Abstract
Unintended pregnancies are typically associated with poor health outcomes for mothers and babies, and they also limit the social mobility of women and their families. Gaston County has achieved great success in reducing both teen pregnancies and unintended pregnancies among low-income women through the Gaston Youth Connected project and the local health department's push to increase accessibility to long-acting reversible contraception. Reductions in the racial disparities in teen pregnancy rates, higher graduation rates for females, and fewer pregnancies among low-income women all indicate a potential for better reproductive health to increase the social mobility of Gaston County women. The ability to clearly connect health outcomes to long-term social improvements helps create sustainable community buy-in and should be a priority in public health initiatives.
Each year, 45% of all pregnancies in the United States are unintended [1]. Adolescent pregnancy rates are declining, but American teens are still much more likely to experience a pregnancy than their peers in other Western industrialized nations [2]. Teen mothers have lower graduation rates and higher poverty rates, and their children are more likely to have negative health and social outcomes over the course of their own lives [3]. Both teen pregnancies and unintended pregnancies occur more often among women who are poor or who belong to racial/ethnic minorities [1, 2].
In the early 2000s, public health leaders in Gaston County recognized that local teen pregnancy rates were consistently higher than the North Carolina rate [4], and they began allocating resources to address the issue. While the motivation to tackle this issue focused on improving health outcomes for mothers and babies, public health professionals also acknowledged teen pregnancy's negative impact on social outcomes such as higher school dropout rates, fewer job prospects, and a lifetime of economic instability.
These factors and others are now understood to be part of a cohort of influences that impact health directly by limiting social mobility and hampering the ability of women and families to rise out of poverty. Low social mobility has become central to public health because it reinforces poor health and social outcomes across generations, as children born into low-income families are more likely to suffer serious health problems, which then reduce their opportunities to escape poverty as adults [5]. When women are given tools to better control and make decisions about their reproductive health, they are more likely to achieve higher educational and career outcomes and are therefore more likely to be able to overcome poverty [6].
Gaston County has employed several strategies to reduce teen and unintended pregnancy, including increasing access to long-acting reversible contraception (LARC); improving counseling about reproductive life planning; and partnering with the Gaston Youth Connected (GYC) initiative, which mobilized the entire community around teen pregnancy. These efforts have contributed to reductions in teen pregnancy rates [4] and a decrease in unintended pregnancy among low-income women (unpublished data).
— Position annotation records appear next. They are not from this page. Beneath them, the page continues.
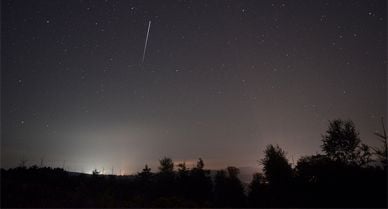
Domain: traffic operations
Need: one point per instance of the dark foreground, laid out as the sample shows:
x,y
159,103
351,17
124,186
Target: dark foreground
x,y
334,187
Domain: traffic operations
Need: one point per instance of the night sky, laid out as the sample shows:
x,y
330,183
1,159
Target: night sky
x,y
220,79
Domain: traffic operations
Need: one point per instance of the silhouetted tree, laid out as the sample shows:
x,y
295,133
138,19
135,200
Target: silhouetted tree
x,y
145,174
166,165
278,173
276,168
95,172
382,153
229,191
165,184
341,140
Reproductive Life Planning and Increased Access to LARC
Over the past decade, the Gaston County Department of Health and Human Services (GCDHHS) has become a leader among local health departments for its work to improve access to LARC. The costs of LARC devices are often off-set by reimbursements from Medicaid, private insurance, state and private grants, and/or patient fees. Additional funds were built into the county budget to cover the costs for patients who do not have access to any of these payer sources.
Following the black box warning issued by the US Food and Drug Administration (FDA) regarding the injectable contraceptive Depo-Provera in 2004 [7], GCDHHS began looking for alternatives that could be offered to patients who were using this type of contraceptive. They recognized that intrauterine devices (IUDs) were being underutilized and began making plans to increase usage of these devices. After conducting a skills assessment for all department providers, GCDHHS developed a training program to ensure staff's competency to perform IUD insertions and removals.
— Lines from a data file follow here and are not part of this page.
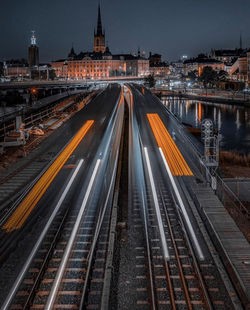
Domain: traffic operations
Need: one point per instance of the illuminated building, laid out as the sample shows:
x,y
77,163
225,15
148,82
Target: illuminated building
x,y
99,35
100,63
16,69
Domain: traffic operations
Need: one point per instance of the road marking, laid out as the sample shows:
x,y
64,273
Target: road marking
x,y
39,241
183,209
157,208
67,252
177,164
24,209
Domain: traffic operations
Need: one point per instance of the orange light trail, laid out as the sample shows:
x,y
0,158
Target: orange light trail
x,y
174,158
24,209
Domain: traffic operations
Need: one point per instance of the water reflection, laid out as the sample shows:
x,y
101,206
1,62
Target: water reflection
x,y
233,122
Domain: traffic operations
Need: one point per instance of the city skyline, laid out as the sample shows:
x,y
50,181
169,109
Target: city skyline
x,y
151,27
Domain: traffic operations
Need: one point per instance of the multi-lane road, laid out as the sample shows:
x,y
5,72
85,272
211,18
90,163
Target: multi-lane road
x,y
73,242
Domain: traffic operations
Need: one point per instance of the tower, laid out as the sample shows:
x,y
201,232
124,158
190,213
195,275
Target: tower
x,y
240,41
99,35
33,52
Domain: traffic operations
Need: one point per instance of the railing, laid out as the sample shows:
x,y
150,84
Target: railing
x,y
224,193
32,119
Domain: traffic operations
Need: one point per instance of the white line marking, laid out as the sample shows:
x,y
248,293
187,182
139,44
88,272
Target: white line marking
x,y
183,209
60,272
157,208
39,241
To provide patients with additional LARC options, GCDHHS' medical director participated in one of the first local Implanon insertion trainings in 2006 and then became an official trainer in order to instruct other local providers. GCDHHS was the first health department in the state to offer this option to patients, inserting the first of these subdermal devices in March 2007. Over the following year, all GCDHHS providers attended the FDA-required training for Implanon and received continued supervision to ensure competency.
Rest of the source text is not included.